La CCBF ne se veut pas revendicatrice; je le comprends et l'approuve... mais justement, ce dont nos évêques ont besoin, c'est de partenaires qui ont réfléchi sur ce qui est vécu au niveau local, et qui savent le partager avec eux dans l'amitié.
Si c'est cela que propose la CCBF, alors je m'en réjouis. Sans doute ai-je mal lu, car je ne l'ai pas vu apparaître dans le discours qui est tenu.

24.2.11 - Les responsables de la CCBF présentent aussi leur action comme visant à développer "trois grandes attitudes pour notre monde, trois 'ministères' dans le sens de service: écoute, bénédiction et espérance." Voilà qui est plus satisfaisant, car a priori très oecuménique. Mais cela ressemble alors un peu à une contre-église, ou à une nouvelle église...

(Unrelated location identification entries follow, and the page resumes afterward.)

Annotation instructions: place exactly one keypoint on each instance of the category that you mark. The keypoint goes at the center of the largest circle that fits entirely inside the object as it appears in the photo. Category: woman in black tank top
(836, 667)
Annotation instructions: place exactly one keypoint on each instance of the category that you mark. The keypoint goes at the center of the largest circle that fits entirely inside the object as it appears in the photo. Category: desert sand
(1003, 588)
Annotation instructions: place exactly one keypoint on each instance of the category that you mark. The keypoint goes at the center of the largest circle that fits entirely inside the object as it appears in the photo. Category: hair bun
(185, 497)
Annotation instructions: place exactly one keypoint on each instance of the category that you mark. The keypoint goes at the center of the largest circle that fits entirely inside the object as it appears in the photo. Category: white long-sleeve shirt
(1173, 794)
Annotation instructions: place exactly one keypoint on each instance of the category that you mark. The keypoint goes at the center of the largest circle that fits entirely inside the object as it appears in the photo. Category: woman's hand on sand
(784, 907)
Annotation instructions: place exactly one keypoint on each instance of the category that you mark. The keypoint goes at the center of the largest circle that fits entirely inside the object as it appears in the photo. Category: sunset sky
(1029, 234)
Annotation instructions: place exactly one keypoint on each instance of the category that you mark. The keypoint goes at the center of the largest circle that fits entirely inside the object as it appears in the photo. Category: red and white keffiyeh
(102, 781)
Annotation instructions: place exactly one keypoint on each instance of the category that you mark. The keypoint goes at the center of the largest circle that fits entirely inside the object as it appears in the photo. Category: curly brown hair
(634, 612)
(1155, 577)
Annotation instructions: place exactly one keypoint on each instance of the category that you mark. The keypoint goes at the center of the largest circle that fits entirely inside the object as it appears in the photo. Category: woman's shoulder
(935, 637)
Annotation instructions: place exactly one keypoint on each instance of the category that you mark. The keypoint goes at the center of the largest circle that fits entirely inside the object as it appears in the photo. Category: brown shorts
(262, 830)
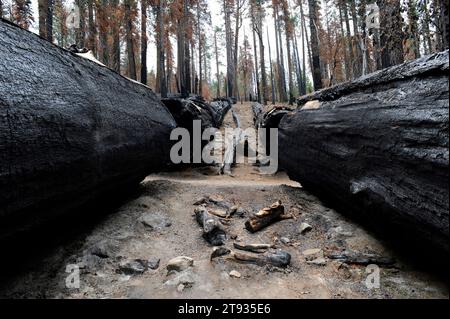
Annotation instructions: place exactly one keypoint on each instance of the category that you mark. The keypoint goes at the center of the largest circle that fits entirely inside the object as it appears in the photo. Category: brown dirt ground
(172, 196)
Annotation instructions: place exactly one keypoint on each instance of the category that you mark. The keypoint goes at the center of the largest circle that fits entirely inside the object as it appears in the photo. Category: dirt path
(159, 224)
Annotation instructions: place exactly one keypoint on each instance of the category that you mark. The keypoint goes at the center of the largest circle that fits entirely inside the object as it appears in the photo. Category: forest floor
(159, 224)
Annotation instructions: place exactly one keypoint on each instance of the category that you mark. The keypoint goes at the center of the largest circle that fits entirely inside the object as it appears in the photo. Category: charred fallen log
(70, 130)
(378, 148)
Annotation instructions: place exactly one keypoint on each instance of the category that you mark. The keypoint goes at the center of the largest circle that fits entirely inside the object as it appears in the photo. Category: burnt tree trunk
(377, 147)
(70, 130)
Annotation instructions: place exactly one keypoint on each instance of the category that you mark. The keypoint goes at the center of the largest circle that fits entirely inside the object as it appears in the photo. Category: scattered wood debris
(266, 217)
(254, 248)
(213, 231)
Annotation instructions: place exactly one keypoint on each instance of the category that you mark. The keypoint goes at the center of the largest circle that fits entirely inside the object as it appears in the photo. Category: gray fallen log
(70, 130)
(213, 231)
(377, 148)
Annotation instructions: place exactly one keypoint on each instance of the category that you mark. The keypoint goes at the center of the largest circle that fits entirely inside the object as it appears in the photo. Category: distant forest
(270, 51)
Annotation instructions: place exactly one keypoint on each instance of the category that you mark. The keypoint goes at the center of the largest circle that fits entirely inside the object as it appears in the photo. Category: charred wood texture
(377, 147)
(213, 231)
(266, 217)
(70, 130)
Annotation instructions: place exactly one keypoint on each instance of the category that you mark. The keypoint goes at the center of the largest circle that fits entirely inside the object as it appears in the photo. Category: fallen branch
(278, 258)
(213, 231)
(266, 217)
(254, 248)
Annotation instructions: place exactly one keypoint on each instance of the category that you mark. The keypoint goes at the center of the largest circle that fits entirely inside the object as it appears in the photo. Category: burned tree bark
(213, 231)
(70, 130)
(377, 147)
(266, 217)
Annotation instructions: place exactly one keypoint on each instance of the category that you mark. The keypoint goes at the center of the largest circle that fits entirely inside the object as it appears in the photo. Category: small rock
(318, 262)
(311, 254)
(104, 249)
(237, 211)
(185, 278)
(219, 252)
(304, 228)
(180, 263)
(180, 287)
(155, 221)
(134, 267)
(343, 232)
(153, 263)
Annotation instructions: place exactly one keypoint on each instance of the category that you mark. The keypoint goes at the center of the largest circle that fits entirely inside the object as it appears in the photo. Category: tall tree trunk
(288, 32)
(200, 60)
(161, 69)
(216, 49)
(42, 11)
(115, 34)
(258, 88)
(92, 43)
(357, 65)
(300, 79)
(49, 21)
(144, 41)
(304, 38)
(282, 73)
(313, 24)
(80, 33)
(426, 28)
(272, 81)
(346, 53)
(391, 38)
(348, 38)
(229, 48)
(264, 91)
(363, 38)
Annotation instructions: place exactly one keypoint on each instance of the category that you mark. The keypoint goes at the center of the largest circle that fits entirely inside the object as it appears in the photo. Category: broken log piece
(254, 248)
(356, 258)
(213, 231)
(265, 217)
(377, 148)
(219, 252)
(213, 200)
(277, 258)
(70, 131)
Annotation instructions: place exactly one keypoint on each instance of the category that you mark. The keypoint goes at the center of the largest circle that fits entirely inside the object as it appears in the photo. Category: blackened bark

Voir aussi mes commentaires (notamment celui du 27 juillet) sur le site de la CCBF à propos de "Youcat"; catéchisme sur lequel j'ai écrit pour ma part en http://www.philippe-lestang.com/blog/2011/1313.
      19.12.10 - Commenter sur le blog

"Accepter le Seigneur".. quand on est juif?

J'ai dit par ailleurs tout le bien que je pense de "Juifs pour Jésus". Mais j'ai par moments une petite hésitation sur le vocabulaire, comme dans pas mal d'autres cas (cf par exemple "Une juive devenue croyante?").

Peut-on dire d'un juif convaincu, qui se convertirait au christianisme, qu'il "accepte le Seigneur"?
C'est le vocabulaire que les évangéliques ont tendance à employer, mais je dois dire qu'il me gêne! Le Seigneur, ils le connaissent! Mais leur conversion éventuelle au christianisme les amène, je pense, à découvrir de nouveaux aspects de son amour et de sa grandeur.

Au fond, chaque chrétien a dans sa vie des étapes, des conversions, des progrès vers le Seigneur.
Si l'on disait de ces juifs qu'ils "reconnaissent Jésus comme leur sauveur" je n'aurais pas, je pense, la même hésitation. Ce serait, comme pour chacun d'entre nous, un approfondissement de la foi.